Negado el seguro de desempleo y de enfermedad por los órganos gubernamentales, sindicato vertical oficial, Servicio de Desempleo y Delegación Provincial de Trabajo, a pesar de sufrir trastornos cardiovasculares, negado también el trabajo en cuantas empresas visitaba, se estableció un verdadero cerco. Con permanente acoso policial, como han podido comprobar cuantos periodistas nacionales y extranjeros lo visitaron a su salida de la cárcel. Sólo tres meses y medio estuvo en libertad, volviendo a ser detenido el 24 de junio de 1972. Con él fueron detenidos igualmente Saborido, Soto, Sartorius, Acosta, Santisteban, Zamora, Fernández Costilla, Muñiz Zapico y el conocido sacerdote obrero García Salve. Multado por la Dirección General de Seguridad con 250.000 pesetas el 27 era ingresado en la cárcel de Carabanchel. Un día más tarde fue llevado ante el Juzgado de Orden Público que le procesó junto a los nueve citados compañeros en el sumario 1001/72, todos ellos sin ninguna prueba y partiendo para su acusación de la información policial de una supuesta reunión de Comisiones Obreras.
El agravante está en que si en el Sumario 178/66 por asociación ilícita a Comisiones Obreras le pidieron y condenaron a cuatro meses de cárcel, ahora por la misma acusación el fiscal solicita veinte años y un día de prisión en calificación del 20 de octubre de 1972, que si los rumores son ciertos, fue decidido en Consejo de Ministros del 13 del mismo mes.

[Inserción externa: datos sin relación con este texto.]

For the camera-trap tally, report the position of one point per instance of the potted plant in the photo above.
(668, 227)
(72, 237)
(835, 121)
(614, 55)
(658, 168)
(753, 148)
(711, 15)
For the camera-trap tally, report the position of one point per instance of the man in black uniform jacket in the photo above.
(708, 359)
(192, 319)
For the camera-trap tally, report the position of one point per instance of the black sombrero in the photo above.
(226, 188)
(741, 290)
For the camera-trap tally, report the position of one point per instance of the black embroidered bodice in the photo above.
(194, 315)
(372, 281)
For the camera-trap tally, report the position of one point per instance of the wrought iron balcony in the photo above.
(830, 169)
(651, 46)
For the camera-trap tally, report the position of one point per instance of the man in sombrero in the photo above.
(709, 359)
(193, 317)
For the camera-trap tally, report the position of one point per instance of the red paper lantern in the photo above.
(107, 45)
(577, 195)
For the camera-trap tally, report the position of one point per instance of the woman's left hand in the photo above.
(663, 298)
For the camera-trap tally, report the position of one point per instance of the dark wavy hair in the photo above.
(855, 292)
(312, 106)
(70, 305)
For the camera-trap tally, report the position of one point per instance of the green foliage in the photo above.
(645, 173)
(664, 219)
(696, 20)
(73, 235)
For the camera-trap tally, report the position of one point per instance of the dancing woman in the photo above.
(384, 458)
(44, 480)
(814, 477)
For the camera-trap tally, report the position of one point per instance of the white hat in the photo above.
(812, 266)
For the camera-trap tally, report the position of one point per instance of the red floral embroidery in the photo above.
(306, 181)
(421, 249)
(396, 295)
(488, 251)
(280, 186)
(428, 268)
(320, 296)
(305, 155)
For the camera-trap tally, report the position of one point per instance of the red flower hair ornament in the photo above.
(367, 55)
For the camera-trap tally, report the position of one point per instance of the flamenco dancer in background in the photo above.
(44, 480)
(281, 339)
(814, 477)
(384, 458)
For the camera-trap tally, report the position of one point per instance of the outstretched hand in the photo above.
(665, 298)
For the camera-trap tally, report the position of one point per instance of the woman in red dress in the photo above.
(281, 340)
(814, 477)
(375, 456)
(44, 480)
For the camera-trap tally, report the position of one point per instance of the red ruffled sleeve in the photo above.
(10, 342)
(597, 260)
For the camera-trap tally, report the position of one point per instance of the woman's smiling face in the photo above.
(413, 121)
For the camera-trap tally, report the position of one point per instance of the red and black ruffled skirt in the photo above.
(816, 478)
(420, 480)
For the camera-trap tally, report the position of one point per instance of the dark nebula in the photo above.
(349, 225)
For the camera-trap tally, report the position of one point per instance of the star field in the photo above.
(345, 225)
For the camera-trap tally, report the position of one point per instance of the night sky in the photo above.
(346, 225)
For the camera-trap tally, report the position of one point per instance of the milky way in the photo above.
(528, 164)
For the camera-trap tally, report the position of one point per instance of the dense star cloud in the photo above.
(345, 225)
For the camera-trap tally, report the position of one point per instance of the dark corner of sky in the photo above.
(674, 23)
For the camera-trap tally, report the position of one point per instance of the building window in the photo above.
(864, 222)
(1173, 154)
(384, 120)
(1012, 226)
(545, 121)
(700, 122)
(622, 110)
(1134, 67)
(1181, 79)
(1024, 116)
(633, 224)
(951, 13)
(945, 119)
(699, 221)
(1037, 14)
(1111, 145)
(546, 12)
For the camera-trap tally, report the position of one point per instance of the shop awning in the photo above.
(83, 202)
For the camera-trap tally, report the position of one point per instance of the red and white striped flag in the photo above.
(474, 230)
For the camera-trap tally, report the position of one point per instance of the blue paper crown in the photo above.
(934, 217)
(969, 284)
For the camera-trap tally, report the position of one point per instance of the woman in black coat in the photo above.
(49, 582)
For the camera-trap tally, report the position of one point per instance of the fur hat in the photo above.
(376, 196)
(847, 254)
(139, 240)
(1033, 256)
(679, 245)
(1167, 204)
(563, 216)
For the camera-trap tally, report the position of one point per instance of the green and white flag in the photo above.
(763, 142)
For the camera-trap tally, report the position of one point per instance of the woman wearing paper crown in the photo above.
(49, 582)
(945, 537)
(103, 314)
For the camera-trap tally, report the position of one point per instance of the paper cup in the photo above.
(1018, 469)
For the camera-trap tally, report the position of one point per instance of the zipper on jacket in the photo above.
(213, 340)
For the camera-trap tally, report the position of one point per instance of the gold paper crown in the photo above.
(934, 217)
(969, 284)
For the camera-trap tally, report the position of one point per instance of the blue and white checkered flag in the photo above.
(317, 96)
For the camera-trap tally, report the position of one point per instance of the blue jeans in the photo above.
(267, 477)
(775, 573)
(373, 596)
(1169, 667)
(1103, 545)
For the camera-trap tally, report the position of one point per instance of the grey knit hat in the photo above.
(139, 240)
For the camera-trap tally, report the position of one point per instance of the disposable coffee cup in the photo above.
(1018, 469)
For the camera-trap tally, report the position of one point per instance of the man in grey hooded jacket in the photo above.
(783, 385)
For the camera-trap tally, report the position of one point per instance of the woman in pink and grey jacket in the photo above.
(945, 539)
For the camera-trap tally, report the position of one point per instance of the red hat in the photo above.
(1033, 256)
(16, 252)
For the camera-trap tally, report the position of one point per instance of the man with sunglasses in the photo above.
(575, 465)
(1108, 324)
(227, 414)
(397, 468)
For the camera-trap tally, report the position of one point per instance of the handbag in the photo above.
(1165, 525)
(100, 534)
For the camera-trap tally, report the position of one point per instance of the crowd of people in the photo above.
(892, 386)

Condenado la última vez por el TOP (juzgado en el Sumario 1001 el día que mataron a Carrero el 20 de diciembre del 73) a veinte años de prisión, revisada la sentencia, bajo la presión mundial, por el Tribunal Supremo en febrero de 1975, fue rebajada la condena a seis años.
Salió en libertad con el indulto del rey, pero fue detenido más tarde, estando otros tantos detenido. Vuelto a detener el 29 de marzo de 1976 al presentar Coordinación Democrática, procesado por "Intento de cambiar la forma de Gobierno", salió en libertad provisional el 25 de mayo de 1976. Después sólo fue detenido una hora por la Guardia Civil de Getafe, al reunirse con los trabajadores de Construcciones Aeronáuticas.